Since different types of multimedia information can be represented in the same form of feature vectors, media type becomes transparent to the machine. Therefore, the algorithms discussed here are applicable for retrieval of different media types. We assume that each meaningful "unit" of multimedia information is represented by a feature vector. For images, the "unit" can be the whole image, image blocks, or segmented regions; and for videos, the "unit" can be shots or keyframes, depending upon the application scenarios.
To combine the use of low-level features with keywords, we convert keyword annotations for each image into a vector, with components vij indicating the appearance or "probability" of keyword j in image i. With vij∊ [0,1], we call it a soft vector representation .
Another way of modeling relationships among keywords is to apply linear multidimensional scaling (MDS)  on the word similarity matrix to arrive at a low-dimensional space; or to use nonlinear techniques such as locally linear embedding to construct such a space  in which each word is represented by a point, and their mutual distances are preserved as much as possible. These schemes have the advantage of compact feature representation in a low dimensional feature space, but with the drawback of losing the semantic meaning of the axes. Also, they have poor scalability; i.e., with new keywords the MDS procedure has to be repeated, and the new lower-dimensional embedding can be very different from the previous one, even with a relatively small amount of new data. While with the simple soft vector representation, the insertion of new words is a linear incremental process.

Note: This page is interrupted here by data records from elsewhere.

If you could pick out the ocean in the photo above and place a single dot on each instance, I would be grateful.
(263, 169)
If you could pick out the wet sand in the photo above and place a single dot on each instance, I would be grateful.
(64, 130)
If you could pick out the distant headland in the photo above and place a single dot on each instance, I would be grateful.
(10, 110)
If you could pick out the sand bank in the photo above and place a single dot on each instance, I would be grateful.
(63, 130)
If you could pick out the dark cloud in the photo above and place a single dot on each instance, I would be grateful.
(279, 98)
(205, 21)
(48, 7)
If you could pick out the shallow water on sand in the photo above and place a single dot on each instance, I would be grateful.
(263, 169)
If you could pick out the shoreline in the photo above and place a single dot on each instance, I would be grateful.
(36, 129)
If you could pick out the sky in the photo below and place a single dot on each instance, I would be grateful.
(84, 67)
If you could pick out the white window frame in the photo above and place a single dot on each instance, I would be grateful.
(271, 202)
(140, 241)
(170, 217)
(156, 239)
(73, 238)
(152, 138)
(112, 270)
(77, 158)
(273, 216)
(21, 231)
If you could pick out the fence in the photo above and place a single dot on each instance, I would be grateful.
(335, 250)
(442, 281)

In the abstraction of the feature space, each "unit" of multimedia data becomes a point. Relevance feedback becomes a supervised classification problem, or an on-line learning problem in a batch mode, but with unique characteristics. The uniqueness lies in at least three aspects:
First, the machine needs to learn and respond in real time. The feature subset and the similarity measure should be dynamically determined by the current user for the current task. Therefore real-time response is important.
Second, the number of training samples is very small relative to the dimension of the feature space, and relative to the requirements by popular learning machines such as support vector machines (SVM) .
Third, the desired output is not necessarily a binary decision on each point, but rather a rank-ordered top-k return, as a typical search engine will do. This is a less demanding task since we actually do not care about the rank or configuration of the negative points as long as they are far beyond the top-k returns. In fact, algorithms aiming at binary classification are ill fitted to this problem and may perform poorly.
We use the phrase "relevance feedback" to denote the on-line learning process during multimedia information retrieval, based on the relevance judgments fed back by the user. The scenario is like this:
Machine provides initial retrieval results through query-by-keyword, sketch, or example, etc.
User provides judgment on the current results as to whether, and to what degree, they are relevant to her/his request;
Machine learns and tries again.
The task is to design an algorithm that learns a discriminating subspace from the limited number of examples provided by the user in an interactive fashion. Two cases need to be addressed, ideally in a unified framework: first, when only positive examples are given, a transformation, linear or nonlinear, shall bring them together in the new metric space. (Feature weighting  and whitening transform  are the linear solutions, with and without the independence assumption on feature components, respectively.) Second, when negative examples are also given, the transformation shall separate the positive and negative examples in the new space.